I stared in horror at a massive smile peering back at me. No, even that description doesn’t do anything that I am feeling, anything that I am seeing, justice. The creature in front of me was not just a man’s face with a wide grin looking at me. It was nothing but a smile, multiple times my head, almost seeming to be made of light in the darkness. The white eyes were small beads the size of my fist, the smile was all gleaming and pointed teeth, and despite being two feet away from me, it was as if there was a flat wall of darkness between us with not an inch of light touching its real body.
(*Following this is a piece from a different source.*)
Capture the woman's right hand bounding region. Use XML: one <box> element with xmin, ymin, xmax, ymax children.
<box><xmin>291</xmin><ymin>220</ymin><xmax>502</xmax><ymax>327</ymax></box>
I didn’t react or hesitate, neither sensation came to me. In that moment, the only thought and thing in my brain, the only natural response, was to move. My body practically flinched away, my survival instinct shooting into overdrive, as claws moving faster than I could track swept through the air where my head used to be.

I lay on the ground, staring at the creature, seeming so much like a painted image in the dark… and then it moved. It was a single tilt of it’s head but suddenly, even more than it’s claws in the dark nearly decapitating me, it was real. Real in a way that sent shivers up my spine.

I wanted to shout ‘Run’ or ‘Monster’ but a strangled cry is all I managed to get out, as I rapidly got up and backpedaled, bringing my sword in front of me.

A scream came nearby, along with a yelled ‘OH SHIT!’ but my eyes never left the monster. Even staring right at it, it seemed to come closer like the inevitably of death. It very clearly didn’t fucking teleport but all the same it was right in front of me not moments later. It was only my peripheral vision that shot the gleaming answer into my mind before I was turned into a shishkabob. The darkness, the wall of darkness that it hid in, had moved with it. The lights above shut down and it creeped closer, coming right at me.

I raised my Katana, adrenaline surging through me, and felt my back slam against the beige colored wall. I felt dazed and confused but it only took a moment for me to realize what had happened. I’d raised my katana in both hands and it had struck it with it’s claws, knocking me away like a piece of trash.

The moment taken to realize that was nearly a moment too much.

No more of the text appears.